Born and raised in the Greenwood area, Dallas Wuethrich began his career in the creamery in 1967. He graduated from Greenwood High School in 1964, and attended the UW-River Falls for three years. He stated that he gradually worked into the position held by his uncle, Allen Wuethrich, who is presently semi-retired from the business, gut at one time was one of the principal figures in the grown of the business. Wuethrich is a member of the Greenwood Lions Club, and is presently secretary for the Wisconsin Dairy Products Association. He stated that, “everyone seems to be involved with the production and distribution of the butter that comes from the plant. “Working at the creamery is a rewarding experience and something that brings great satisfaction.”
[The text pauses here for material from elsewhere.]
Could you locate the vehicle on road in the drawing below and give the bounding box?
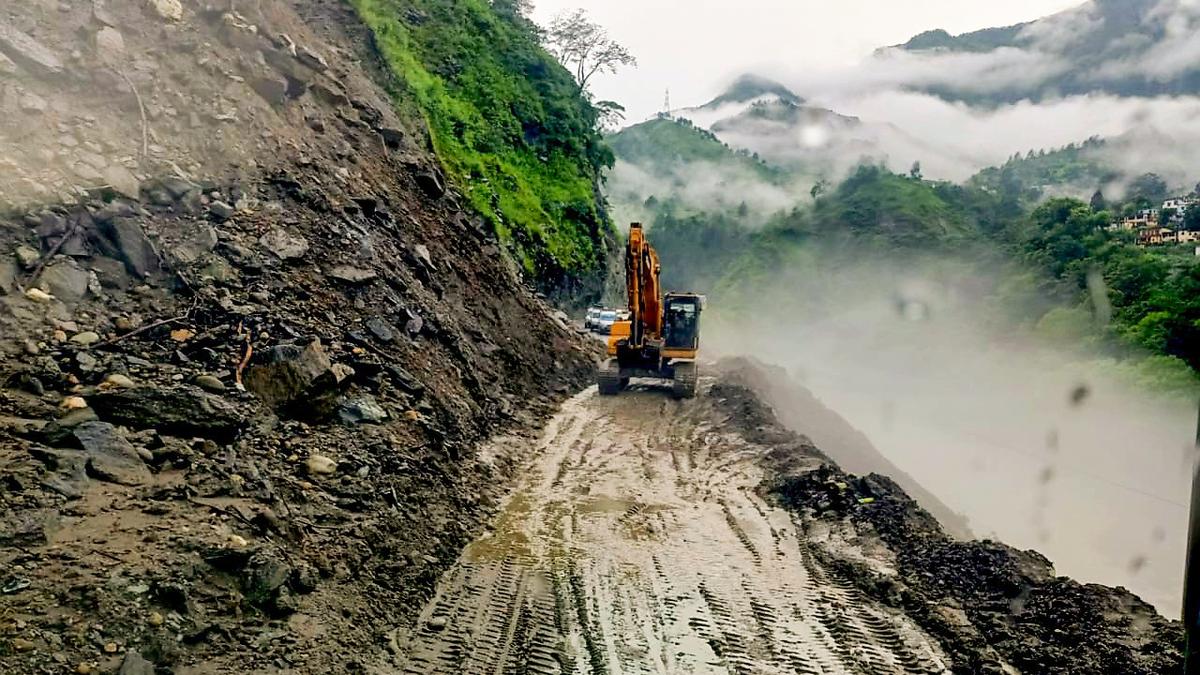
[598,222,704,398]
[596,309,618,334]
[584,306,603,330]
Being president of the creamery and one of the sons of the original owners, John D. Wuethrich has become a familiar figure on state, county, and national organization, and associations. He is a graduate of Greenwood High School and attended Lawrence College.

In 1973, he was honored for his contributions and dedication to the 4-H Clubs. Himself a 4-H member for ten years, he has served as 4-H dairy project leader for 28 years. As dairy leader, he has been instrumental in assisting many young dairy members get started with registered Holstein cattle. His interest and support of the 4-H Clubs also reaches beyond the county. He has contributed financially to Wisconsin 4-H dairy programs through the 4-H Dairy Foundation, and even prior to the Foundation’s organization in 1954. The award that he received was “Friend of the 4-H and Extension Award” which was given to him at the 4-H Club Congress. He is a director on the Board of the Wisconsin 4-H Foundation.

Wuethrich is also a member of the Holstein Breeders Association at county, state, and national levels, a former director of the Wisconsin Holstein Breeders Association, a former member and past president of the Clark County Quality Milk Improvement Association, and former director of both the National Butter Institute, and the Wisconsin Creameries Association. He is presently on the board of directors of both the Central Wisconsin State Fair, and the Northern Wisconsin State Fair. He has been a director of the Neillsville State Bank since 1958, and is also on the Board of Directors of the Clark County Cancer Society. In 1968, he received a testimonial from the UW-Madison for his participation in area, state, and national diary organizations, and supporter of community activities. The testimonial also notes his outstanding progress as a dairy farmer, a dairy cattle breeder, and notes his contributions to the field of agriculture.

After 70 years of business and the same name, the Wuethrich Creamery Company, and Grassland Dairy Products has made its contribution to the furthering of agriculture at the county, state, and national level.

Being one of few creameries in the state that has survived the rising cost of operation without a price increase noted on the finished product, Wuethrich Creamery, along with Dallas and John D. Wuethrich, are saluted!